We had an old instance of Graylog and everything ran on a single node with the following main features: 32 GB RAM, 1.1 TB for the ElasticSearch data.
That old node was capable of handling a lot of load just fine. The best part was: the data storage disk used by ES was always under control and we never needed to extend it to accommodate more data:
/dev/dm-1 1.1T 613G 414G 60% /var/graylog
I deployed a new Graylog instance some time ago consisting of 2x Graylog servers + 3x OpenSearch servers.
They also handle the load pretty well. My only issue is that I must extend the data disks for OpenSeach on a regular basis. It started with 1.5 TB and nowadays they are:
you are pushing in up to 600GB a day, 15TB in the last 30 days. I can’t see the sizes of those indexes but the bottom two only rotate once a month and keep 12 so if those are large you are keeping that data for at least a year. So from just those data points, ya I would guess you are burning through a ton of disk space.
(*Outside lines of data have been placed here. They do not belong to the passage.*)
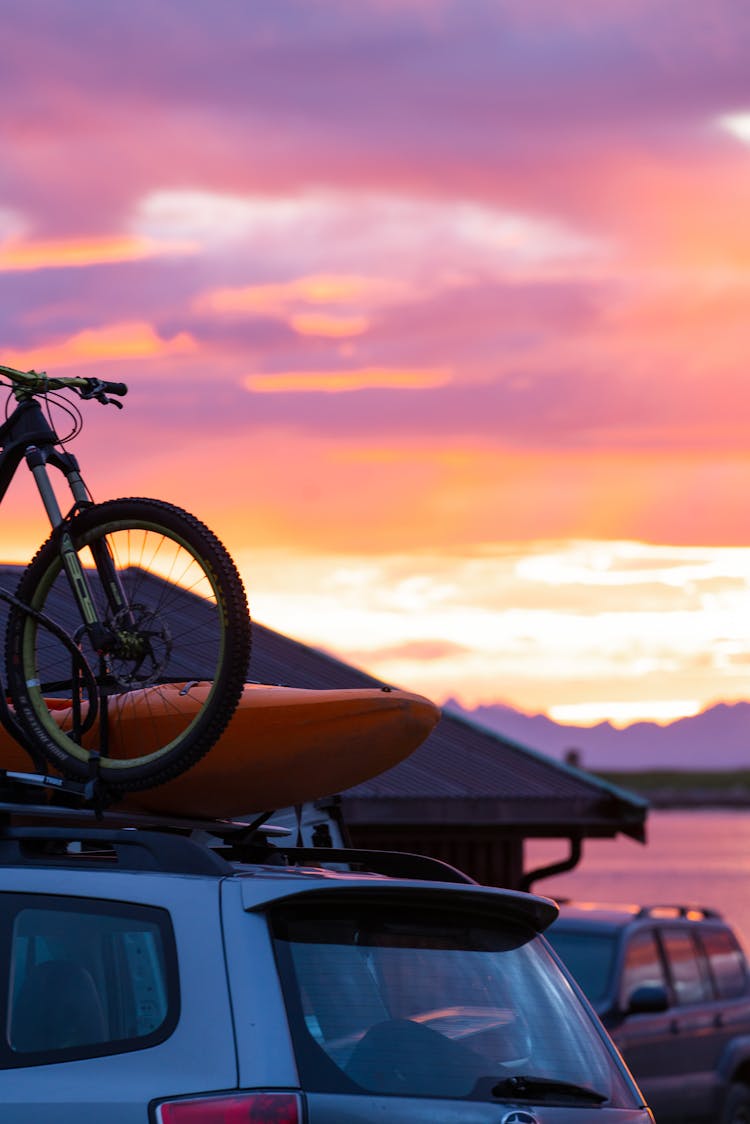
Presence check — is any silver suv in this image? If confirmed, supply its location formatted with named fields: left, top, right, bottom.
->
left=0, top=803, right=652, bottom=1124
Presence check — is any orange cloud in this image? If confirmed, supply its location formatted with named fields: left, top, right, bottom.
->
left=244, top=366, right=451, bottom=395
left=8, top=321, right=196, bottom=370
left=289, top=312, right=370, bottom=339
left=0, top=235, right=195, bottom=273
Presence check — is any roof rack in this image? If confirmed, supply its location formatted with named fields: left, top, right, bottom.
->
left=636, top=905, right=722, bottom=921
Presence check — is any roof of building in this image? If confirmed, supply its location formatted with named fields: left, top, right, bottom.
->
left=250, top=624, right=648, bottom=840
left=0, top=564, right=648, bottom=840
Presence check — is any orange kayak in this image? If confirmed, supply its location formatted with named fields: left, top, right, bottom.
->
left=0, top=683, right=440, bottom=817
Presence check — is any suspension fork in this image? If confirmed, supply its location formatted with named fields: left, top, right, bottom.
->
left=24, top=445, right=126, bottom=652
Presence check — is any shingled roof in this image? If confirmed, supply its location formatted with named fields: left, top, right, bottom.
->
left=0, top=564, right=648, bottom=854
left=250, top=624, right=648, bottom=841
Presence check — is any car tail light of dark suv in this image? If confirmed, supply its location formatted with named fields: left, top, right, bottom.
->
left=156, top=1093, right=302, bottom=1124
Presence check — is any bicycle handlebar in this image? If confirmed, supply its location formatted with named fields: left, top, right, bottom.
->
left=0, top=364, right=127, bottom=407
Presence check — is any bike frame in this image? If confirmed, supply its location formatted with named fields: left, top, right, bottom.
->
left=0, top=391, right=132, bottom=654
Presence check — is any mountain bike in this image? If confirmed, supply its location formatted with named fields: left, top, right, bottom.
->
left=0, top=365, right=251, bottom=798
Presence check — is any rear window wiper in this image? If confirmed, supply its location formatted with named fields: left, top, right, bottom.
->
left=493, top=1073, right=609, bottom=1105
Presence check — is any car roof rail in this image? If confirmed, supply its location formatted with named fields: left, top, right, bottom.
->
left=636, top=905, right=723, bottom=921
left=231, top=840, right=477, bottom=886
left=0, top=824, right=234, bottom=878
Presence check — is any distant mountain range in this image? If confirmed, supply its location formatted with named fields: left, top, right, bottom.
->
left=444, top=699, right=750, bottom=772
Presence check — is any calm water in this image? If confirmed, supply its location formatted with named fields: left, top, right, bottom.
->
left=525, top=809, right=750, bottom=951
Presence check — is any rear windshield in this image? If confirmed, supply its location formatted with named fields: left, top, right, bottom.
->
left=544, top=925, right=617, bottom=1008
left=272, top=901, right=633, bottom=1106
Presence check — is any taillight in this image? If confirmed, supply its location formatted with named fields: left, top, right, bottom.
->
left=156, top=1093, right=302, bottom=1124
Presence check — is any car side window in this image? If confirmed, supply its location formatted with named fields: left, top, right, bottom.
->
left=620, top=928, right=667, bottom=1009
left=0, top=895, right=179, bottom=1068
left=701, top=930, right=748, bottom=999
left=661, top=928, right=712, bottom=1005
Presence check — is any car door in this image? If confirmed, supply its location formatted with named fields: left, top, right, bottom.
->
left=660, top=925, right=720, bottom=1121
left=612, top=926, right=692, bottom=1124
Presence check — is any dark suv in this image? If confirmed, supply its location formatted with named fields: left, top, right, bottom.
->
left=0, top=803, right=653, bottom=1124
left=546, top=903, right=750, bottom=1124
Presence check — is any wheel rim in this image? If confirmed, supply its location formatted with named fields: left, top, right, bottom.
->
left=22, top=520, right=226, bottom=772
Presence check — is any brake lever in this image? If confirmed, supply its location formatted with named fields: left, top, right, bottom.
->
left=78, top=379, right=123, bottom=410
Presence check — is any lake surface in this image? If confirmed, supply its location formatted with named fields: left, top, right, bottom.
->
left=525, top=809, right=750, bottom=951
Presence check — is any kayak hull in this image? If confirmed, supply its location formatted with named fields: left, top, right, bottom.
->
left=0, top=685, right=440, bottom=817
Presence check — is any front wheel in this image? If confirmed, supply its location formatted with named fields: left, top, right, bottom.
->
left=6, top=499, right=251, bottom=795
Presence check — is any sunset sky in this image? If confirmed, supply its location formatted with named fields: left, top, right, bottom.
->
left=0, top=0, right=750, bottom=724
Can you tell me how configure graylog to stay data 1 year?
Can I keep graylog data “forever”? Does it only depend on the disk size?
Can you help me to make a encrypt configuration?
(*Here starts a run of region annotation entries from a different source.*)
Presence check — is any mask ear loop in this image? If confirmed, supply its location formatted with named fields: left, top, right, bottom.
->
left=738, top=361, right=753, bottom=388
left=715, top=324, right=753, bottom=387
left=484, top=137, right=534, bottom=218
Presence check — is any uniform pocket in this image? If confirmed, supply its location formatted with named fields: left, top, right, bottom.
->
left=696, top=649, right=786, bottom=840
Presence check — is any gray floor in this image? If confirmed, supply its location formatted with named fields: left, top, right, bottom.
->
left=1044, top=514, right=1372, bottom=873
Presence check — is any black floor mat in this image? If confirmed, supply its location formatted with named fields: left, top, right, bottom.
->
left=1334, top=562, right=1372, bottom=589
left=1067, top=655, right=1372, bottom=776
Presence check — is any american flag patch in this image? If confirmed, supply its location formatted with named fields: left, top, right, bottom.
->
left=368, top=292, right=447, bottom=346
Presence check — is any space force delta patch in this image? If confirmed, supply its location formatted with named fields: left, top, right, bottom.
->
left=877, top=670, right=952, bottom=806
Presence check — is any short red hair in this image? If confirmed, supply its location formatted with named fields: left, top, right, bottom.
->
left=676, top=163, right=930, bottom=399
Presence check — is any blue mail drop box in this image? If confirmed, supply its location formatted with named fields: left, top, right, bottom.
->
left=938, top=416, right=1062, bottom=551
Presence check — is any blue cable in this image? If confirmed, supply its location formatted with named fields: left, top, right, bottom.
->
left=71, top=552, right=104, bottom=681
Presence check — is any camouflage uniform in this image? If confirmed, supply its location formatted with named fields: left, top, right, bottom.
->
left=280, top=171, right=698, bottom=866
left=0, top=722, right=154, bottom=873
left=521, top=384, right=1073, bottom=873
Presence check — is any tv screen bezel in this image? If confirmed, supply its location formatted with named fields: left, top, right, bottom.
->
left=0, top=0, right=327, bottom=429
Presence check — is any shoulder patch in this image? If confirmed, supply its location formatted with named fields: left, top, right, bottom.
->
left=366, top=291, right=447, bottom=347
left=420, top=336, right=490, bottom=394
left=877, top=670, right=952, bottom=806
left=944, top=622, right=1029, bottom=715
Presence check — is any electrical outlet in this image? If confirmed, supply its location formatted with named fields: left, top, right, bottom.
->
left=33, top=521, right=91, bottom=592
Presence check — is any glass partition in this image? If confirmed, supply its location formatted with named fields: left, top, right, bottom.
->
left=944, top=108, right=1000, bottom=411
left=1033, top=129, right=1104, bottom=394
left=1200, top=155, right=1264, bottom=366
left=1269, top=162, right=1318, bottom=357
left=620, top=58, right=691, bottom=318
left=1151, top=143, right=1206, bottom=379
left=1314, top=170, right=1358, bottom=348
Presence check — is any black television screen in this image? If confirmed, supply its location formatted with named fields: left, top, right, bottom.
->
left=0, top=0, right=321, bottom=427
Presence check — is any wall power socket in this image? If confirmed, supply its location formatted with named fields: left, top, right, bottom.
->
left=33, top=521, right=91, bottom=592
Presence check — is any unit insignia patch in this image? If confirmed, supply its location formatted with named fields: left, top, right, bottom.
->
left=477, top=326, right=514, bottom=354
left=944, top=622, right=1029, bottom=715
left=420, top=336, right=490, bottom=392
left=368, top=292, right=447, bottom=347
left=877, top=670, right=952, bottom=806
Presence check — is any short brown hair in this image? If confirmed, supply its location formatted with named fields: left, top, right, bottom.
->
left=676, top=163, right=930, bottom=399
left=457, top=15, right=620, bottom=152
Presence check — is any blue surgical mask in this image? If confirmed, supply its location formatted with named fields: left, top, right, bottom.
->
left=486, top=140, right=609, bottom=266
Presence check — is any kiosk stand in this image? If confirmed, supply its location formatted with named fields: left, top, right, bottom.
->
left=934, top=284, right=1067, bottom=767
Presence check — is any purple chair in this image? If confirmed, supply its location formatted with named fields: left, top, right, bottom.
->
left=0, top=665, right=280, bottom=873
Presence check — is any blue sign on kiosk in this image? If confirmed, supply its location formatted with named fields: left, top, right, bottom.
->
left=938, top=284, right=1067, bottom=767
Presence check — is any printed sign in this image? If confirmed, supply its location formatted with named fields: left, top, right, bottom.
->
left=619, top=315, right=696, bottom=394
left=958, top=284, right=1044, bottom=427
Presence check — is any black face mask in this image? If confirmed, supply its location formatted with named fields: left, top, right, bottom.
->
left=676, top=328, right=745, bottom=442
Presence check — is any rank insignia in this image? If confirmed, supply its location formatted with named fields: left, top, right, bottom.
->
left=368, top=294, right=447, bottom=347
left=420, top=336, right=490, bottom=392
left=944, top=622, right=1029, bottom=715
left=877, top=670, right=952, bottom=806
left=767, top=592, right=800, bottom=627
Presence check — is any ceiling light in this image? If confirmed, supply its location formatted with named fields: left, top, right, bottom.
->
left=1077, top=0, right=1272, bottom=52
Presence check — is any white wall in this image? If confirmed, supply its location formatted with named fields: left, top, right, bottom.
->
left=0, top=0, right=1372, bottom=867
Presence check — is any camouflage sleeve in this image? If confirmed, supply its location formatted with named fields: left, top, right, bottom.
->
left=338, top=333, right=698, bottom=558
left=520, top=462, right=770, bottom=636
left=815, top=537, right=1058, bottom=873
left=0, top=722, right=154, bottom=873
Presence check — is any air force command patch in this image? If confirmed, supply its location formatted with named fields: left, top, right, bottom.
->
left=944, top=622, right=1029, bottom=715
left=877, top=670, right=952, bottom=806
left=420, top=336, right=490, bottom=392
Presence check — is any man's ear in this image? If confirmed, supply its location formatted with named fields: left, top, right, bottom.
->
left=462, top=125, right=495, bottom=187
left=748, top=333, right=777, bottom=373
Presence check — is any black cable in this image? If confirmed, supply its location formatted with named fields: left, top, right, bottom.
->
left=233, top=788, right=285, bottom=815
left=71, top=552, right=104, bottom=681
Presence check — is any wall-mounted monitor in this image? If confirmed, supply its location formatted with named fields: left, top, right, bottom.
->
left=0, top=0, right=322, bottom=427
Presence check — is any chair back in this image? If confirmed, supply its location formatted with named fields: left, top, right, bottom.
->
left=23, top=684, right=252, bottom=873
The length of time data is stored for is governed by the index settings. An index (where the data is written in opensearch) has two key settings, how often it is rotated (retured from being written to to being read only) and retention (how many of those old versions to keep around).
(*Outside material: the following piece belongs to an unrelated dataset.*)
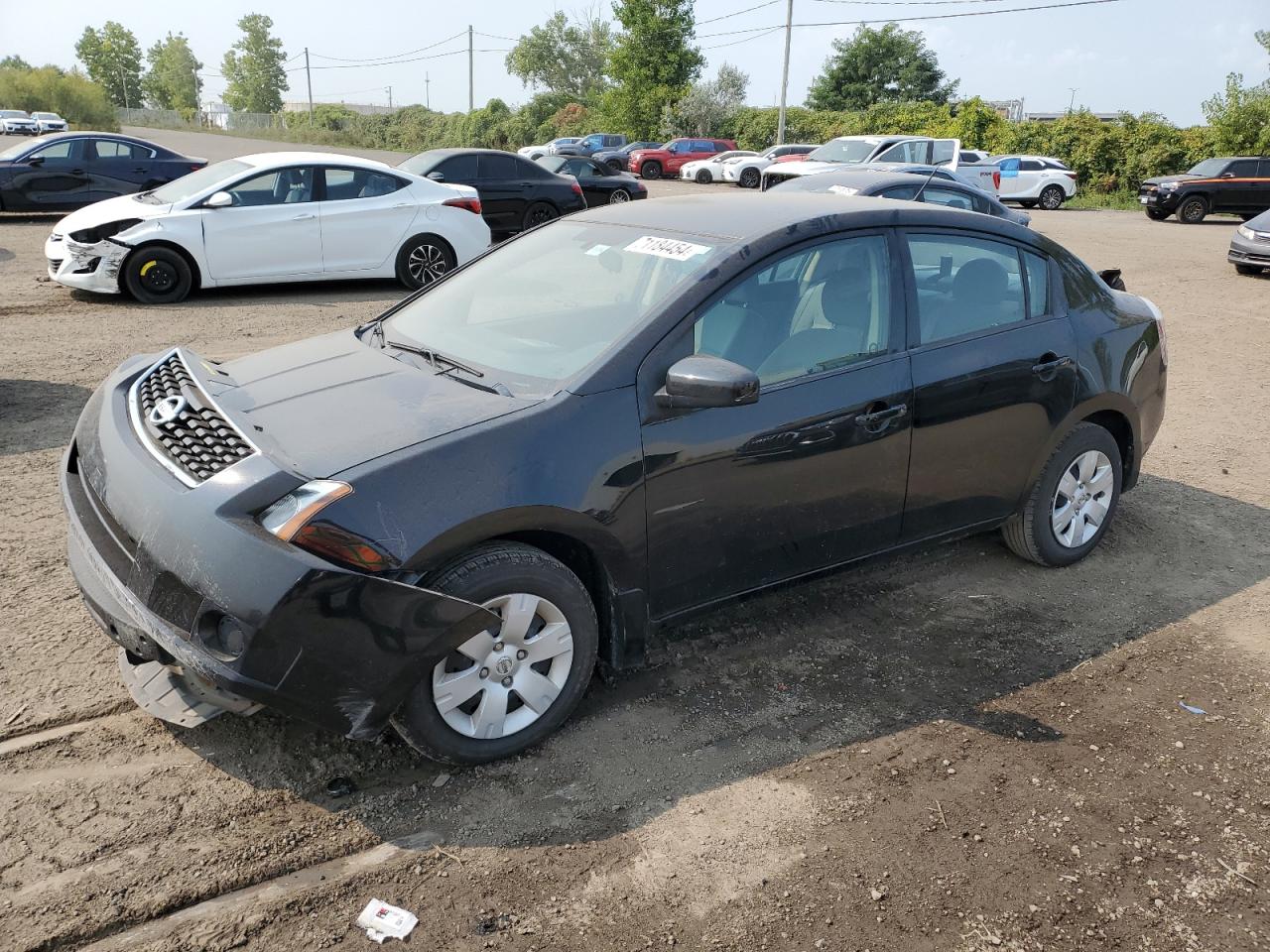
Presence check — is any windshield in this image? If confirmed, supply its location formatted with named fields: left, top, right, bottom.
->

Rotation can be based on multiple things, but for this use time is easiest. So if we set the rotation to every 1 day, and retain the last 90 we now have 90 days of data. There are a million advanced topics on this, but that is the basics of it.
You can read all about it here Index model
For encryption you would either want to look at OS disk encryption, or see if opensearch has some encryption options, Graylog doesn’t have encryption of data as a built in feature.
When I told you to the encryption was about comunications encryption between agents and graylog server, not about hard disk of data.
I have to read indices documenation a lot.
Thanks mister. If you want to tell me something please don´t doubt to do it.
Different applications use different indices and streams. Therefore, they also have different rotation/retention times, some of them must comply with rules and regulations for auditors and all that jazz…
My idea was to send rotated indices to some cold storage but I read that this option is only available in the enterprise version …
My poor-man’s approach was to take full snapshots of the master node and send them to a cold storage disk, reduce the rotation times for the indices and use the cold-storage as some sort of point-in-time restore… Would that work?
I am just thinking about in the same today (all the last week).
I am learning all graylog documentation (opensearch too) and we have to know that opensearch´s snapshot are incremental so if you delete a old snapshot and you try to restore a snapshot less old that the snapshot deleted , the operation will not work because opensear use the previos snapshots to make the new snapshots and it only copy de different data, the same data stays in the old snapshot, it is used to not use a lot of hard disk space.